SÖDER: Das wird der neue Kanzler entscheiden. Zunächst einmal brauchen wir aber so viel Taurus wie möglich für uns selbst. Es ist die beste Waffe, die wir haben. Man merkt, dass auch die Russen davor Respekt haben. Neben diesem Marschflugkörper brauchen wir eine echte Drohnenarmee und einen eigenen Raketenschutzschirm. Man sieht an Israel, wie wichtig solche Raketenschutzschirme sind.

Sie haben aus dem CSU-Programm viel durchgesetzt – von der Mütterrente über die vollständige Rückvergütung beim Agrardiesel und die Senkung der Mehrwertsteuer bei der Gastronomie bis zur Pendlerpauschale. Manche Medien rufen Sie sogar schon zum „heimlichen Sieger“ des Koalitionsvertrages aus. Aber: Sind die CSU-Themen wirklich die Themen, auf die es in diesen Zeiten wirklich ankommt?

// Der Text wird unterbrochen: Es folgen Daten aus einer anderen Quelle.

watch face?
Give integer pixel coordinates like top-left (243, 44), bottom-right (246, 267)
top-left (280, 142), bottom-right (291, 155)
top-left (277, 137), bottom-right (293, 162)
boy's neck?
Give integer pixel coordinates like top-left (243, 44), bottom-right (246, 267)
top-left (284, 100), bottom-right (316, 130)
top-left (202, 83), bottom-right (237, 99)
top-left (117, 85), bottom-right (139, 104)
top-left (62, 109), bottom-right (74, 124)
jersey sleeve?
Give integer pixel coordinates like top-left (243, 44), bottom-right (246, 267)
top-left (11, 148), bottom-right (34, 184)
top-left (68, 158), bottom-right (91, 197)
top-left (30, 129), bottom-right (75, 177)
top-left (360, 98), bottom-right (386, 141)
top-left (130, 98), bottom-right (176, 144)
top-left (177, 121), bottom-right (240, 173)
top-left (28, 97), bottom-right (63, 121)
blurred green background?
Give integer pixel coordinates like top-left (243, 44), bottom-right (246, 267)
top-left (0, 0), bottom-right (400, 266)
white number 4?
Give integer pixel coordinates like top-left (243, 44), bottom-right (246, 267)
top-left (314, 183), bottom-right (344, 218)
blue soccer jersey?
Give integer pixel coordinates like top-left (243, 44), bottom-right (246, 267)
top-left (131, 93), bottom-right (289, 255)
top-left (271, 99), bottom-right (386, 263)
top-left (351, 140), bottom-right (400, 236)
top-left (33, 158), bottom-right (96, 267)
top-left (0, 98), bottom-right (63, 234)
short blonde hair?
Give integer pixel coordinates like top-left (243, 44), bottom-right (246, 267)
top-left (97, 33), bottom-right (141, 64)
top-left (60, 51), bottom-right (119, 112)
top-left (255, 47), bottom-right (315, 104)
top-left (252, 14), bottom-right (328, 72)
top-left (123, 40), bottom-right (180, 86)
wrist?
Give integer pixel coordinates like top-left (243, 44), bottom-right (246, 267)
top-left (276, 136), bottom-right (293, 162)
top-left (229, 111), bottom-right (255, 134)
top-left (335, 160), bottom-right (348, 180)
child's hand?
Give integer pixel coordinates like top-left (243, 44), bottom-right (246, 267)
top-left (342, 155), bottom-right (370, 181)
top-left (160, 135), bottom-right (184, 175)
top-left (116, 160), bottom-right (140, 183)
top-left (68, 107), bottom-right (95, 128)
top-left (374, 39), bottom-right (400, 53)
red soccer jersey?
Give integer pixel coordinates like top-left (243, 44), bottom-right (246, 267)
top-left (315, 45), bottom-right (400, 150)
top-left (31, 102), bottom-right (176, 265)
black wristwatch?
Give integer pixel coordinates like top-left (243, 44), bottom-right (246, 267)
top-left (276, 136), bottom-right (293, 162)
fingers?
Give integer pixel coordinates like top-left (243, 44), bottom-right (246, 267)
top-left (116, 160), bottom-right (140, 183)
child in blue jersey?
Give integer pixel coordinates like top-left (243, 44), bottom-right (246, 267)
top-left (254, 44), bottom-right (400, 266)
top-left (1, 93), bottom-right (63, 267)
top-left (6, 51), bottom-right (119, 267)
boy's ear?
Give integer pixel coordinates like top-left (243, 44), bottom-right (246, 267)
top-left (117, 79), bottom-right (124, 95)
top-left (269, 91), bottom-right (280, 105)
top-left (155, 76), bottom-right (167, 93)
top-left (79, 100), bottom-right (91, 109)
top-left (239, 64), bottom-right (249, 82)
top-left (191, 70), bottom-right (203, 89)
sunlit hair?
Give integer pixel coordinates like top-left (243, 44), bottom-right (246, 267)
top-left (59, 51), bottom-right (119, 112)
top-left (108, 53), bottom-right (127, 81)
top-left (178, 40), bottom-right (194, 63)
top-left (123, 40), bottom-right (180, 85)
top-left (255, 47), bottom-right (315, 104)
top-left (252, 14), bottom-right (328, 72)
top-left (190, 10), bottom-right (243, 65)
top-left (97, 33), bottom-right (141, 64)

SÖDER: Mehr als drei Viertel unseres Bayernplans aus dem Wahlkampf haben wir umgesetzt. Für uns waren die Erleichterungen bei der Gastronomie sehr wichtig. Tourismus ist nach der Autoindustrie Bayerns zweitwichtigster Wirtschaftsfaktor. Wir führen wieder eine Förderung für E-Autos ein und sind offen für eine Zukunft des Verbrenners. Mein Herzensanliegen aber war die Mütterrente. Das ist einfach eine Frage der Gerechtigkeit. Es ist doch unmöglich, dass ein Bürgergeld-Empfänger die Wohnung bezahlt bekommt, während ältere Frauen weniger als 1000 Euro Rente haben, nur weil sie sich ihr Leben lang um ihre Kinder gekümmert haben. Die Mütterrente kommt. Davon profitieren Millionen Frauen in Deutschland.
Hätte man auf der anderen Seite nicht stärker klarmachen müssen, dass auch Herausforderungen auf die Menschen zukommen? Die Babyboomer gehen in Rente und bei der Zukunft der sozialen Sicherungssysteme ist nichts gelöst.
SÖDER: Die demografische Herausforderung ist die größte Herausforderung für unsere Gesellschaft. Die Deutschen werden älter und der medizinische Fortschritt wächst. Das ist schön, aber bedeutet, dass Gesundheit, Pflege und Rente teurer werden. Das ist einfach so, da darf man sich nicht täuschen. Also müssen wir den Prozess gut organisieren. Unsere Aktivrente, die Menschen hilft, die noch länger arbeiten können, sowie die Frühstartrente für die junge Generation helfen dabei.
Nach der Pressekonferenz, in der der Koalitionsvertrag verkündet worden ist, wurde bemängelt, Sie hätten es bei ihrem Auftritt an Ernsthaftigkeit fehlen lassen. Nehmen Sie da bewusst einen Gegenpart auch zu Friedrich Merz ein, der eher spröde ist in seinen Veranstaltungen?
SÖDER: Zu Bayern gehört Optimismus. Depression passt nicht zum Bavarian Way of Life. Wir müssen den Menschen wieder Hoffnung geben. Wenn wir nach so einem Koalitionsvertrag keine Hoffnung haben, dann weiß ich auch nicht. Ich glaube fest ans Gelingen.